Verify these properties with the following computer exercise.

Computer Exercise 15.9

Use the wage2 data from the Wooldridge package.

  1. Use a 2SLS routine to estimate the equation \[ \log(wage) = \beta_0 + \beta_1 educ + \beta_2 exper + \beta_3 tenure + \beta_4 black + u, \] where \(sibs\) is the IV for \(educ\).

  2. Now, manually carry out 2SLS. Regress \(educ\) on \(sibs, exper, tenure, black\) and obtain the fitted values \(\hat{educ}\). Run the second stage regression \(\log(wage)\) on \(\hat{educ}, exper, tenure, black\)

  3. What happens if we neglect exogenous variables from the first stage?

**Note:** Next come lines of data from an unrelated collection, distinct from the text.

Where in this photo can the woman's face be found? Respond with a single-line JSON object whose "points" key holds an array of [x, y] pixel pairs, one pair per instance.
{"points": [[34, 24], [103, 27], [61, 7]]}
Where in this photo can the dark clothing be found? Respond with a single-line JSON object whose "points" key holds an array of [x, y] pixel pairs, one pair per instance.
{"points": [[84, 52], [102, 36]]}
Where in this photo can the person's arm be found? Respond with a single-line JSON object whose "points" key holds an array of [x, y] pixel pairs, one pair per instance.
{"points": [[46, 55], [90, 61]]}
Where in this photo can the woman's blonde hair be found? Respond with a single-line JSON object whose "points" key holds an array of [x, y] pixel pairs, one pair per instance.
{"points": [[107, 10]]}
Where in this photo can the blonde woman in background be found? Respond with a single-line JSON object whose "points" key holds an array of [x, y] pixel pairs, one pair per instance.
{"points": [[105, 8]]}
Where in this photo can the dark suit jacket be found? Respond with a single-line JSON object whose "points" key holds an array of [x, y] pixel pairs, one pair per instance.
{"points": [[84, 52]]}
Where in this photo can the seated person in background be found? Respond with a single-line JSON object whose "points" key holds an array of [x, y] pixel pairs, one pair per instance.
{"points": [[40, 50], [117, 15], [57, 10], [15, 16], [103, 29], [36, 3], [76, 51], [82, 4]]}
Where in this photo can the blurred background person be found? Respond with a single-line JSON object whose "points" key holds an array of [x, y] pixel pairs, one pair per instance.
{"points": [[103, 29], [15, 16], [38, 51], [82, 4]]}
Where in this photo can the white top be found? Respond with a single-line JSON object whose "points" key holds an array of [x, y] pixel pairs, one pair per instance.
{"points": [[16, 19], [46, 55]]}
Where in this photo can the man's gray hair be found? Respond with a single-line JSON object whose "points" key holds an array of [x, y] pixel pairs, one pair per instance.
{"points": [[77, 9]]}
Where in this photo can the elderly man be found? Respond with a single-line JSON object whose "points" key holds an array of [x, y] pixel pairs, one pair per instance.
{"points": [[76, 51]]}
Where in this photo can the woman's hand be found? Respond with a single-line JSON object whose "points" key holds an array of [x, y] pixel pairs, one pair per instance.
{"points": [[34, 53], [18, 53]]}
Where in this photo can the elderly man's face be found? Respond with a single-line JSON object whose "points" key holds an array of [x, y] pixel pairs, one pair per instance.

Regress \(educ\) on \(sibs\) only and obtain the fitted values, \(\tilde{educ}\). Run the regression of \(\log(wage)\) on \(\tilde{educ}, exper, tenure, black\).

Question 1

q1591 <- ivreg(data = wage2,
               lwage ~ 1 + educ + exper + tenure + black|
                 1 + sibs + exper + tenure + black)
tab_model(q1591, show.ci = FALSE, show.stat = TRUE, show.se = TRUE,
          show.p = FALSE, p.style = "stars")
  lwage
Predictors Estimates std. Error Statistic
(Intercept) 5.22 *** 0.54 9.60
educ 0.09 ** 0.03 2.78
exper 0.02 * 0.01 2.49
tenure 0.01 *** 0.00 4.22
black -0.18 *** 0.05 -3.66
Observations 935
R2 / R2 adjusted 0.169 / 0.165
  • p<0.05   ** p<0.01   *** p<0.001

Question 2

q1592_1 <- lm(data = wage2, educ ~ 1 + sibs + exper + tenure + black )
wage2$prededuc <- q1592_1$fitted.values
q1592_2 <- lm(data = wage2, lwage ~ 1 + prededuc + exper + tenure + black)
tab_model(q1592_2, show.ci = FALSE, show.stat = TRUE, show.se = TRUE,
          show.p = FALSE, p.style = "stars")
  lwage
Predictors Estimates std. Error Statistic
(Intercept) 5.22 *** 0.57 9.17
prededuc 0.09 ** 0.04 2.65
exper 0.02 * 0.01 2.38
tenure 0.01 *** 0.00 4.03
black -0.18 *** 0.05 -3.49
Observations 935
R2 / R2 adjusted 0.089 / 0.085
  • p<0.05   ** p<0.01   *** p<0.001

The standard errors obtained from the manual method is too large.

Question 3

q1593_1 <- lm(data = wage2, educ ~ sibs  )
wage2$prededuc <- q1593_1$fitted.values
q1593_2 <- lm(data = wage2, lwage ~ 1 + prededuc + exper + tenure + black)
tab_model(q1593_2, show.ci = FALSE, show.stat = TRUE, show.se = TRUE,
          show.p = FALSE, p.style = "stars")
  lwage
Predictors Estimates std. Error Statistic
(Intercept) 5.77 *** 0.36 16.01
prededuc 0.07 ** 0.03 2.65
exper -0.00 0.00 -0.13
tenure 0.01 *** 0.00 5.19
black -0.24 *** 0.04 -5.82
Observations 935
R2 / R2 adjusted 0.089 / 0.085
  • p<0.05   ** p<0.01   *** p<0.001

Now the estimated coefficients are also different.